Update to the latest Ceph-CSI drivers if custom CSI images are specified. See the CSI Custom Images documentation.
Watch now in amazement as the Ceph mons, mgrs, OSDs, rbd-mirrors, MDSes and RGWs are terminated and replaced with updated versions in sequence. The cluster may be unresponsive very briefly as mons update, and the Ceph Filesystem may fall offline a few times while the MDSes are upgrading. This is normal.
The versions of the components can be viewed as they are updated:
watch --exec kubectl -n $ROOK_CLUSTER_NAMESPACE get deployments -l rook_cluster=$ROOK_CLUSTER_NAMESPACE -o jsonpath='{range .items[*]}{.metadata.name}{" \treq/upd/avl: "}{.spec.replicas}{"/"}{.status.updatedReplicas}{"/"}{.status.readyReplicas}{" \trook-version="}{.metadata.labels.rook-version}{"\n"}{end}'
As an example, this cluster is midway through updating the OSDs. When all deployments report 1/1/1
availability and rook-version=v1.20.0, the Ceph cluster's core components are fully updated.

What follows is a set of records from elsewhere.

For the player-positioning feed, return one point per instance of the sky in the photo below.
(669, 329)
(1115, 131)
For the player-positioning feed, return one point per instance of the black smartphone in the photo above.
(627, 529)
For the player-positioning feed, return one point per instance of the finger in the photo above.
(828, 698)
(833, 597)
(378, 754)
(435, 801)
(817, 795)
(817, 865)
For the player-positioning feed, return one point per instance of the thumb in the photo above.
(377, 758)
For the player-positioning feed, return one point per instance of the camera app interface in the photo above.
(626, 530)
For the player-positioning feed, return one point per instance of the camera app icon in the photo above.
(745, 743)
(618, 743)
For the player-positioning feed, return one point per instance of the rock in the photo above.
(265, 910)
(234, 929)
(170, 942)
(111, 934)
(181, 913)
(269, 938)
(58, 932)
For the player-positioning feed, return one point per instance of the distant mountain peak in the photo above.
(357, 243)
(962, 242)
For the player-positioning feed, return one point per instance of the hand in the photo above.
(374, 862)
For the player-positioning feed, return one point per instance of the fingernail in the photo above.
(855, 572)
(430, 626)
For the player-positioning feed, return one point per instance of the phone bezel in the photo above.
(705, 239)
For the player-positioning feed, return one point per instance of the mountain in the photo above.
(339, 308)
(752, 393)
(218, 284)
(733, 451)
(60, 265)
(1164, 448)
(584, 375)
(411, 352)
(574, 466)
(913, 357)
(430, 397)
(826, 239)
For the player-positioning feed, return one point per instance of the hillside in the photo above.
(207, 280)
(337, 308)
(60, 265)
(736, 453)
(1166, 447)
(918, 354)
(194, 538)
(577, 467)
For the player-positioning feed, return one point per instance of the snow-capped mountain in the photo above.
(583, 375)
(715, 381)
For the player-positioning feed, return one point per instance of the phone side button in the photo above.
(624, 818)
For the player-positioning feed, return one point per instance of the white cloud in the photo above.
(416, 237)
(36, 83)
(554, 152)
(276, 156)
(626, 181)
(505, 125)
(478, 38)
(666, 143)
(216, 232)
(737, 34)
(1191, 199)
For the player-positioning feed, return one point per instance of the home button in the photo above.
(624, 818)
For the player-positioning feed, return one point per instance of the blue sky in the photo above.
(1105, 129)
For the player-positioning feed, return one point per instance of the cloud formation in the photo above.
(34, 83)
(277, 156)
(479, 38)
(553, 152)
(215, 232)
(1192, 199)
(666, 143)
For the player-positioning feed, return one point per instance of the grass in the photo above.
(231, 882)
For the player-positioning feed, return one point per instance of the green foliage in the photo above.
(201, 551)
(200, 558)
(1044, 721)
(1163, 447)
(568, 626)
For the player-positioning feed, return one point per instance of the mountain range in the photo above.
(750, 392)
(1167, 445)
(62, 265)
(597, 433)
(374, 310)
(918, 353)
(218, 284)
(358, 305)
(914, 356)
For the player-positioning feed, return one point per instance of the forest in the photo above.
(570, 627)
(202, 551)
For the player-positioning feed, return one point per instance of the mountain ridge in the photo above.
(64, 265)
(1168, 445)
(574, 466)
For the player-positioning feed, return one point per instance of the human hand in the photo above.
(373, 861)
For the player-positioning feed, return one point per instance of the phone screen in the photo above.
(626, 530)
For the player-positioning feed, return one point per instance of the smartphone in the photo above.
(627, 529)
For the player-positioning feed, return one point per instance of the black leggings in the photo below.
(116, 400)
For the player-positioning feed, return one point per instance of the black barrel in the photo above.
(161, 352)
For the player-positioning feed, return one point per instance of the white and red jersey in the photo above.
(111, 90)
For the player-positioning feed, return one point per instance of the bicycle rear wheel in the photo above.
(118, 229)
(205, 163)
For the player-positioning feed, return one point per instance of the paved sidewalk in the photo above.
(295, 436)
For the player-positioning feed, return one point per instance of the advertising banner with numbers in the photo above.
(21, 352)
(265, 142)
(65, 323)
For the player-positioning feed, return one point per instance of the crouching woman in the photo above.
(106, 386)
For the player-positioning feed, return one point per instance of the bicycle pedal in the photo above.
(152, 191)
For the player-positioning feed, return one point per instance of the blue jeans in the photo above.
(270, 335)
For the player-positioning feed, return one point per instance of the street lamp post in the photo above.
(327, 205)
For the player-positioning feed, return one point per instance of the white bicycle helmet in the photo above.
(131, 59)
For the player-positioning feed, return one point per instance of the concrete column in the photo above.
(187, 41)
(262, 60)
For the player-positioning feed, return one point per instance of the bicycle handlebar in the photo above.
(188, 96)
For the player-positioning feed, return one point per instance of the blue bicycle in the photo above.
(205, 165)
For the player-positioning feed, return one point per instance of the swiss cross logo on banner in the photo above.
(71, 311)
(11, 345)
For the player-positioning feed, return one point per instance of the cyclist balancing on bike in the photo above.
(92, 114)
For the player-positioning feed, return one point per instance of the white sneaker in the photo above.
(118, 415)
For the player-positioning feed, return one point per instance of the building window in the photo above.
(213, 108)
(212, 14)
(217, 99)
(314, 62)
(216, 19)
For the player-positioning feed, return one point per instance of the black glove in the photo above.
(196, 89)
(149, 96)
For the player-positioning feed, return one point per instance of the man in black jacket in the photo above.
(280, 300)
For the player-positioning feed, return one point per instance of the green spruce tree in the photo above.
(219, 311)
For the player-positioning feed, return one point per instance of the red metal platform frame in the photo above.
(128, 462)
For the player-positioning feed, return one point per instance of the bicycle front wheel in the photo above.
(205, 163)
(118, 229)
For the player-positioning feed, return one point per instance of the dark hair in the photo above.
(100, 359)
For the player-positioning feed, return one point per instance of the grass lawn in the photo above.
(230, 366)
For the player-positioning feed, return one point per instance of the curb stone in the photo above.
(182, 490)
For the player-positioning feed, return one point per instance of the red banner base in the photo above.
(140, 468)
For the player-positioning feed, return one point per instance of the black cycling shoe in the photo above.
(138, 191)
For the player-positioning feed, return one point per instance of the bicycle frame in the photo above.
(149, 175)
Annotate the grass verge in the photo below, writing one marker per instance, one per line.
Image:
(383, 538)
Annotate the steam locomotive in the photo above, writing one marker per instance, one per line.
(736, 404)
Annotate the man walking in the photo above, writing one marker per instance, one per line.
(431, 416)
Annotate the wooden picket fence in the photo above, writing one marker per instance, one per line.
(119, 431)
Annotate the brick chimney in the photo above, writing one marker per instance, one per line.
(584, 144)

Every 2.0s: kubectl -n rook-ceph get deployment -o j...
rook-ceph-mgr-a req/upd/avl: 1/1/1 rook-version=v1.20.0
rook-ceph-mon-a req/upd/avl: 1/1/1 rook-version=v1.20.0
rook-ceph-mon-b req/upd/avl: 1/1/1 rook-version=v1.20.0
rook-ceph-mon-c req/upd/avl: 1/1/1 rook-version=v1.20.0
rook-ceph-osd-0 req/upd/avl: 1// rook-version=v1.20.0
rook-ceph-osd-1 req/upd/avl: 1/1/1 rook-version=v1.19.6
rook-ceph-osd-2 req/upd/avl: 1/1/1 rook-version=v1.19.6
An easy check to see if the upgrade is totally finished is to check that there is only one
rook-version reported across the cluster.
# kubectl -n $ROOK_CLUSTER_NAMESPACE get deployment -l rook_cluster=$ROOK_CLUSTER_NAMESPACE -o jsonpath='{range .items[*]}{"rook-version="}{.metadata.labels.rook-version}{"\n"}{end}' | sort | uniq
This cluster is not yet finished:
rook-version=v1.19.6
rook-version=v1.20.0
This cluster is finished:
rook-version=v1.20.0
At this point, the Rook operator should be running version rook/ceph:v1.20.0.
Verify the ceph-csi-operator and CSI drivers:
kubectl -n $ROOK_OPERATOR_NAMESPACE get deploy -l app.kubernetes.io/name=ceph-csi-operator
kubectl -n $ROOK_OPERATOR_NAMESPACE get operatorconfig,driver
Verify the CephCluster health using the health verification doc.